The increasing impacts of land and sea use change, overexploitation, climate change, pollution and invasive alien species are some of the contributory factors,The Global Biodiversity Outlook states. These patterns are driven by unsustainable patterns of production and consumption, population growth and technological development.

“The projected decline in biodiversity will affect all people but it will have a particularly detrimental effect on indigenous peoples and local communities, and the world’s poor and vulnerable, given their reliance on biodiversity for their wellbeing,” the report warns.

“The COVID-19 pandemic has further highlighted the importance of the relationship between people and nature,” it says.

“While the relationship between biodiversity and infectious disease is complex, it is clear that the loss and degradation of biodiversity undermines the web of life and increases the risk of disease spillover from wildlife to people.”

Efforts to conserve and restore biodiversity, therefore, need to be scaled up at all levels using approaches that will depend on local context.

These must be combined with major increases in the extent and effectiveness of well-connected protected areas and other effective area-based conservation measures; large-scale restoration of degraded habitats; and improvements in the condition of nature across farmed and urban landscapes as well as inland water bodies, coasts and oceans.

Steps must be taken to address invasive alien species, pollution and the unsustainable exploitation of biodiversity especially in marine and inland water ecosystems, the report says.
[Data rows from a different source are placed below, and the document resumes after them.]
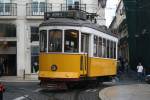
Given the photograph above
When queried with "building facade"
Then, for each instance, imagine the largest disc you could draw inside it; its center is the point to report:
(19, 21)
(119, 27)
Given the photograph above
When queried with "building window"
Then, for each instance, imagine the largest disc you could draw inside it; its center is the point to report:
(5, 7)
(34, 33)
(71, 42)
(7, 30)
(34, 59)
(43, 41)
(55, 41)
(38, 7)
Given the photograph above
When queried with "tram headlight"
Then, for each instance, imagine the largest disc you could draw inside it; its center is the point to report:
(53, 67)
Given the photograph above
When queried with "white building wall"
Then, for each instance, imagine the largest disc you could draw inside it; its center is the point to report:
(23, 32)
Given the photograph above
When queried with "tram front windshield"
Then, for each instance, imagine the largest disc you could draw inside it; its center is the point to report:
(53, 41)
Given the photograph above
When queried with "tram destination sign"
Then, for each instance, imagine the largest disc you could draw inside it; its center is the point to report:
(65, 14)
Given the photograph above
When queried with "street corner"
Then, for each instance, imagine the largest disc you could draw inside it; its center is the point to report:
(126, 92)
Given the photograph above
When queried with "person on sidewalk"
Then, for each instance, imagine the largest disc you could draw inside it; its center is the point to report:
(140, 71)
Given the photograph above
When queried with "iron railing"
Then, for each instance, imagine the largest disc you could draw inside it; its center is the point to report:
(37, 9)
(81, 7)
(8, 9)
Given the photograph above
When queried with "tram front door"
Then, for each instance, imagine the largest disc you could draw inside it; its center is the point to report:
(85, 51)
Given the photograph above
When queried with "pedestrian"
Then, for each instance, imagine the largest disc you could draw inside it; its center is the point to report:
(140, 71)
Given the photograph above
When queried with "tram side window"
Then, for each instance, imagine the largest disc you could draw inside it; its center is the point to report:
(100, 47)
(108, 48)
(104, 49)
(43, 40)
(71, 43)
(114, 50)
(95, 49)
(55, 41)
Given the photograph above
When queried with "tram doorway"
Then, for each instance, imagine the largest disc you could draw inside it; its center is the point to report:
(85, 51)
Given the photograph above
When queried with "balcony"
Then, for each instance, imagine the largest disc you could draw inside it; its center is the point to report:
(8, 10)
(36, 10)
(81, 7)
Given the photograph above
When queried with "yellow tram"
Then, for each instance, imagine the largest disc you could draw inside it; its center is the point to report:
(73, 49)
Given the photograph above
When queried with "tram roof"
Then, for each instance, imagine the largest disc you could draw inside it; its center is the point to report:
(75, 22)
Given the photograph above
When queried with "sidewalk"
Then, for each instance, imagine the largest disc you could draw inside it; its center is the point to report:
(18, 79)
(126, 92)
(126, 88)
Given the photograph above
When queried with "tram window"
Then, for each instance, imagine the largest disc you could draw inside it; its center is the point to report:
(84, 43)
(104, 50)
(71, 43)
(100, 47)
(43, 40)
(114, 50)
(95, 46)
(111, 49)
(108, 48)
(55, 41)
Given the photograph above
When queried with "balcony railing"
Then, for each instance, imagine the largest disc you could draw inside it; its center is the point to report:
(37, 9)
(81, 7)
(8, 9)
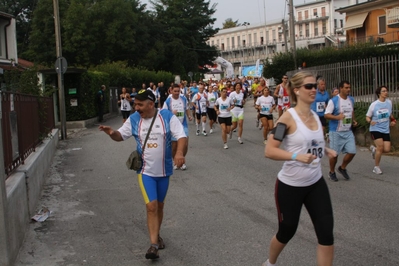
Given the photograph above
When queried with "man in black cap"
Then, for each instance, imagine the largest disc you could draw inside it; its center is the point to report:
(157, 158)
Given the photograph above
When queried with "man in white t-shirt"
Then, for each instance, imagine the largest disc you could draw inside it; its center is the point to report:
(157, 158)
(200, 103)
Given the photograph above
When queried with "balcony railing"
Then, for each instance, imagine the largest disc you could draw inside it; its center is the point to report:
(26, 120)
(321, 16)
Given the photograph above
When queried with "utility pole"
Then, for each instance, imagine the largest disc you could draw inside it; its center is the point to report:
(61, 95)
(292, 31)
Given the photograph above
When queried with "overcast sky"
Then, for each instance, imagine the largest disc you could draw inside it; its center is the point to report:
(252, 11)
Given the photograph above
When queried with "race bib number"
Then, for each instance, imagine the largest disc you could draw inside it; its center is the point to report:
(347, 121)
(316, 148)
(320, 107)
(265, 108)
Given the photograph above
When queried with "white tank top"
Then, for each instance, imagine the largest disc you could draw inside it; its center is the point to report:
(302, 141)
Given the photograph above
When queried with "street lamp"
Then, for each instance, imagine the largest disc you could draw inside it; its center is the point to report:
(246, 24)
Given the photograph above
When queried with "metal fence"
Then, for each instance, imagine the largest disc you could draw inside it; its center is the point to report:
(26, 121)
(365, 76)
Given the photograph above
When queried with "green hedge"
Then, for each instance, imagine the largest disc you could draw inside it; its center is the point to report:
(122, 76)
(87, 84)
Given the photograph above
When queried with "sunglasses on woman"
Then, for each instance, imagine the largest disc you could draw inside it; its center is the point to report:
(310, 86)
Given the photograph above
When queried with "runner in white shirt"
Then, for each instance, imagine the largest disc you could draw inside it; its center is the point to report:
(124, 100)
(265, 104)
(178, 105)
(237, 112)
(223, 106)
(200, 102)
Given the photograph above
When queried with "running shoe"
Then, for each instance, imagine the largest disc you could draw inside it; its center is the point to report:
(377, 170)
(344, 173)
(161, 244)
(333, 176)
(152, 253)
(372, 149)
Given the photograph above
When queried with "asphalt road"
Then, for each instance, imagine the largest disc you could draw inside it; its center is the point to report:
(220, 211)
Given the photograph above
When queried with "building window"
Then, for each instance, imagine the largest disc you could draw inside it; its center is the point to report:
(382, 25)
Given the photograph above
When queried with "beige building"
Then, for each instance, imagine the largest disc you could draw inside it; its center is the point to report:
(317, 25)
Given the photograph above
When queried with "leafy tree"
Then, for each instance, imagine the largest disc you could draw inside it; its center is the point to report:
(42, 36)
(96, 32)
(229, 23)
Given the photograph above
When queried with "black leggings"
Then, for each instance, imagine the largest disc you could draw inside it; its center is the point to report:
(316, 198)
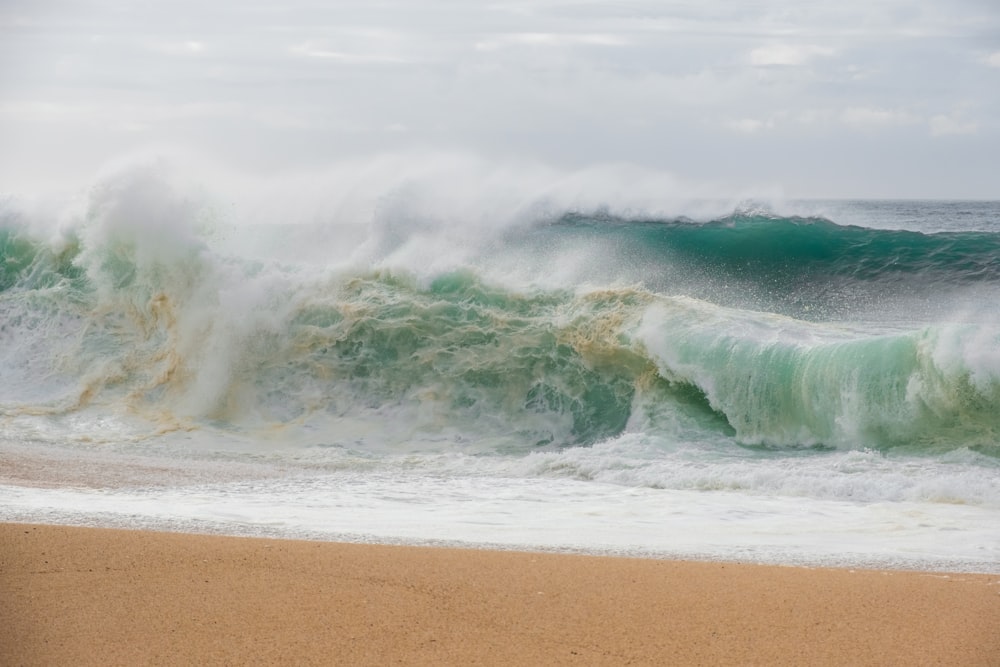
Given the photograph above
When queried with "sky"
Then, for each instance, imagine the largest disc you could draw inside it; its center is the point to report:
(853, 99)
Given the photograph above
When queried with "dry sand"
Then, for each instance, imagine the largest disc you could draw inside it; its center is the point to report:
(81, 596)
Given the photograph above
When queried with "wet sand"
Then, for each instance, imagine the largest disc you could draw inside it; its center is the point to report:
(83, 596)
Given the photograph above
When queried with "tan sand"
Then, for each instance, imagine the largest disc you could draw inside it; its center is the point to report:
(78, 596)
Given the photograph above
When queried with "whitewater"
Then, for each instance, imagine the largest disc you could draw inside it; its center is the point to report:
(791, 382)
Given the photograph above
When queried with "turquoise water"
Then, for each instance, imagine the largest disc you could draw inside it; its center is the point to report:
(784, 384)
Transformations need to be achieved in the production of goods and services, especially food.

This will include adopting agricultural methods that can meet growing global demand while imposing fewer negative impacts on the environment, and reducing the pressure to convert more land to production.

Transformations are similarly needed to limit the demand for increased food production by adopting healthier diets and reducing food waste, and also in limiting the consumption of other material goods and services affecting biodiversity, for example in forestry, energy and provision of fresh water.